20 Janvier 2020 : ..."Hier J'ai pu avoir Eugénie longuement au téléphone (gratuit par WhatsApp !). Oui elle aide toujours des enfants. Par exemple ceux de sa région natale où elle avait repéré des enfants orphelins de père qui ont pu aller à l'école primaire et les plus grands sont au secondaire. Ils sont intelligents et elle continue à payer leur scolarité. A Ngozi, elle aide des enfants dont la mère, une malade mentale, mais qui a des enfants en âge scolaire même l'ainé est au secondaire et elle a encore un bébé. C'est la misère !
   J'espère qu'elle aura un jour le temps d'écrire elle-même. Comme elle est seule maintenant chez elle, les filles qu'elle a employées pour tenir un peu le ménage ne restent pas. Eugénie pense qu'elles s'ennuient. Eugénie doit donc assumer tout. Elle a une idée : loger une étudiante de l'Université à qui elle assurerait le logement et la nourriture moyennant quelques petits services de tenue de ménage. Elle espère.
   Maintenant elle travaille à la pharmacie de la Polyclinique est très peu payée. Comme elle B78 P14 4n'a pas ni diplôme des Humanités et encore moins Universitaire, (elle est très contente de ce travail) elle ne peut prétendre plus !..."

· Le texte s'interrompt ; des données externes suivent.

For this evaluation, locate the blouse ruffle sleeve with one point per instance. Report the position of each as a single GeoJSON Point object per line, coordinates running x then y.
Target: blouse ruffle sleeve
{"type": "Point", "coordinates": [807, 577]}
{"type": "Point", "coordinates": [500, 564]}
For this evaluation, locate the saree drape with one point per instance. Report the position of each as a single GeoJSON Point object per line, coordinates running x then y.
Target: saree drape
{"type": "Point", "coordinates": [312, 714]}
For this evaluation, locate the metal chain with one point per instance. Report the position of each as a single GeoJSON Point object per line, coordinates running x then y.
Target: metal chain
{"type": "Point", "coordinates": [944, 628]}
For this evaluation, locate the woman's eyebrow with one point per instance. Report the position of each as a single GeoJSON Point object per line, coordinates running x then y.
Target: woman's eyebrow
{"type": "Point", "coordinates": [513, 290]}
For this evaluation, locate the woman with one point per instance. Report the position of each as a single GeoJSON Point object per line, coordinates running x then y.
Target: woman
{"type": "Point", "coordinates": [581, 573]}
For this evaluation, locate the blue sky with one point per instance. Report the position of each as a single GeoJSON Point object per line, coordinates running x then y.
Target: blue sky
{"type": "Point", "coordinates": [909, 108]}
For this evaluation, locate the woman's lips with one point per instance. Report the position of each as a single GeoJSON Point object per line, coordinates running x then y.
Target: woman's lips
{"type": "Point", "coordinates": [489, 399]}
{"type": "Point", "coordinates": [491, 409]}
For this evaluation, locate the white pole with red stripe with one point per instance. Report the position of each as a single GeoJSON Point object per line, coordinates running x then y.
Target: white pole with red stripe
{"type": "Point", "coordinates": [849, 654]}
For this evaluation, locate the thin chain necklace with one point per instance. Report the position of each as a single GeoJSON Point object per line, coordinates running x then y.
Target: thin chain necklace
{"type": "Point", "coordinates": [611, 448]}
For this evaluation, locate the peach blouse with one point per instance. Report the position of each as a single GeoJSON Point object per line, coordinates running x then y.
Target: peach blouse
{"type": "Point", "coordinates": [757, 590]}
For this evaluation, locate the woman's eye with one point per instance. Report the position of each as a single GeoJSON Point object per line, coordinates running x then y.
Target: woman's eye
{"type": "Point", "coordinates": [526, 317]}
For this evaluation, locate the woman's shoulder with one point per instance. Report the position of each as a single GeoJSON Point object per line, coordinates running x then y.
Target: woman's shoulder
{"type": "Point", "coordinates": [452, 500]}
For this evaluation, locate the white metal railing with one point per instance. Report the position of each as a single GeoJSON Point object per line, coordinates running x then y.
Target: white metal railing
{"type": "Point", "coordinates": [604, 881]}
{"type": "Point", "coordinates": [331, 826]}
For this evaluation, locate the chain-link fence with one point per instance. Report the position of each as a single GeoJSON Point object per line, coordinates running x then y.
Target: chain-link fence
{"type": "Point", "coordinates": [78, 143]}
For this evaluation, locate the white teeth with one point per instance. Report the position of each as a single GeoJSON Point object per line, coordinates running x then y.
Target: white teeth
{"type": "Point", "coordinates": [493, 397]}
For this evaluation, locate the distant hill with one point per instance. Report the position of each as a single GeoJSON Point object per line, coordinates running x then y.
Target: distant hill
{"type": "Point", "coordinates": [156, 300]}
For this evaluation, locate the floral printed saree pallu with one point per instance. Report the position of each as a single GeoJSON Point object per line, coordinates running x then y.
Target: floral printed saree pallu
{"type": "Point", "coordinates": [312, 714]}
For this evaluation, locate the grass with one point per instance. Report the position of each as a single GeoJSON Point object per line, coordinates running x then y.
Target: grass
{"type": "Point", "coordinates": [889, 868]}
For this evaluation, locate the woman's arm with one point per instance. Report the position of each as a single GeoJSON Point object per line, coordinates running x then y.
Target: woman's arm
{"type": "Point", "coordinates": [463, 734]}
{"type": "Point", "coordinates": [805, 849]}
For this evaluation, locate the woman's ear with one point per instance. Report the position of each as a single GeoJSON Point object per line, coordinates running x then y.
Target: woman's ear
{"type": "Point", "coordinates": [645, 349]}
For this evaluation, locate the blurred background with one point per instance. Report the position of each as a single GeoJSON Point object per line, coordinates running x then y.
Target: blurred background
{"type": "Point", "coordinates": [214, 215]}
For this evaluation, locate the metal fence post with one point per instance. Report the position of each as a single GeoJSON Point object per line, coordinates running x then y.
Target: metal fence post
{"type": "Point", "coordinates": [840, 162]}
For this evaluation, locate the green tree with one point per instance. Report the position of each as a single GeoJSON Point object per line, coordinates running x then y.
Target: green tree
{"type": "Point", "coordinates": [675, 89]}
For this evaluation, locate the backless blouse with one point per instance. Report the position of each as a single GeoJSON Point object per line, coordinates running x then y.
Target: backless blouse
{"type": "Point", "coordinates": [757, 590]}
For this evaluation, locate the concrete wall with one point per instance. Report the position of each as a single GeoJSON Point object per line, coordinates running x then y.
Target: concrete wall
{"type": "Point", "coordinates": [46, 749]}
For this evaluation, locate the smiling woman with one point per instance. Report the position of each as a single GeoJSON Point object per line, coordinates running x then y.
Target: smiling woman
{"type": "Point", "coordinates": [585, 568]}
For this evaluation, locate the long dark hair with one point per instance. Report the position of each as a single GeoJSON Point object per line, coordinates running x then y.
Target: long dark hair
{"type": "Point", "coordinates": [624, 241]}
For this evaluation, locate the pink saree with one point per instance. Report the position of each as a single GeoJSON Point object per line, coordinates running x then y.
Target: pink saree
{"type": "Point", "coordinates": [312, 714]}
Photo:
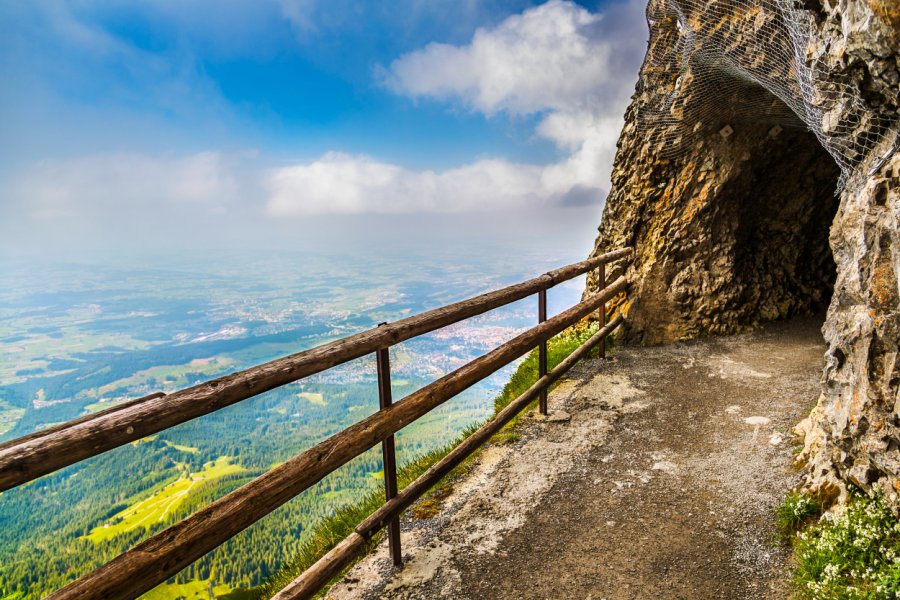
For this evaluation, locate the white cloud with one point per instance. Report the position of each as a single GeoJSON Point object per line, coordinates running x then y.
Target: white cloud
{"type": "Point", "coordinates": [124, 184]}
{"type": "Point", "coordinates": [573, 67]}
{"type": "Point", "coordinates": [344, 184]}
{"type": "Point", "coordinates": [549, 57]}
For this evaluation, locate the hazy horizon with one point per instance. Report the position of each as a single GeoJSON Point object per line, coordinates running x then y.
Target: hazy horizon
{"type": "Point", "coordinates": [298, 125]}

Le 25/03/2020 à 08:09, Eugenie a écrit :

   "Je sais que vous attendez un petit mot pour le bulletin! Excusez-moi pour ce retard ! C'est que un plus du manque de temps écrire ce n' est pas mon fort.
   En tout cas je suis à l'aise dans mon travail où je rencontre beaucoup de gens différents; ce qui me donne l'occasion d'aider moralement et même matériellement selon les possibilités. C'est une Polyclinique où on fait les examens qui ne sont pas ailleurs mais cher pour les gens simples surtout que souvent ils viennent sans information du prix.
Pour le moment nous sommes dans l'impasse, on a pas encore signalé de cas de Corona virus au Burundi mais les retombées sont déjà là. Les frontières sont fermés alors que tout nous vient d'ailleurs !
   Maintenant tout devient deux fois plus cher. On parle même que bientôt il y aura un manque de médicament.
   Quant aux jeunes étudiants ils sont en plein période d'examens et travaillent bien.
   Je vous remercie de tout mon cœur pour cette aide spéciale pour l'achat de paracétamol contre le Covid-19.
   Nous suivons les informations et je sais combien c'est dur ce que vous vivez nous pensons à vous tous.
   Avec toute mon affection." Eugénie N.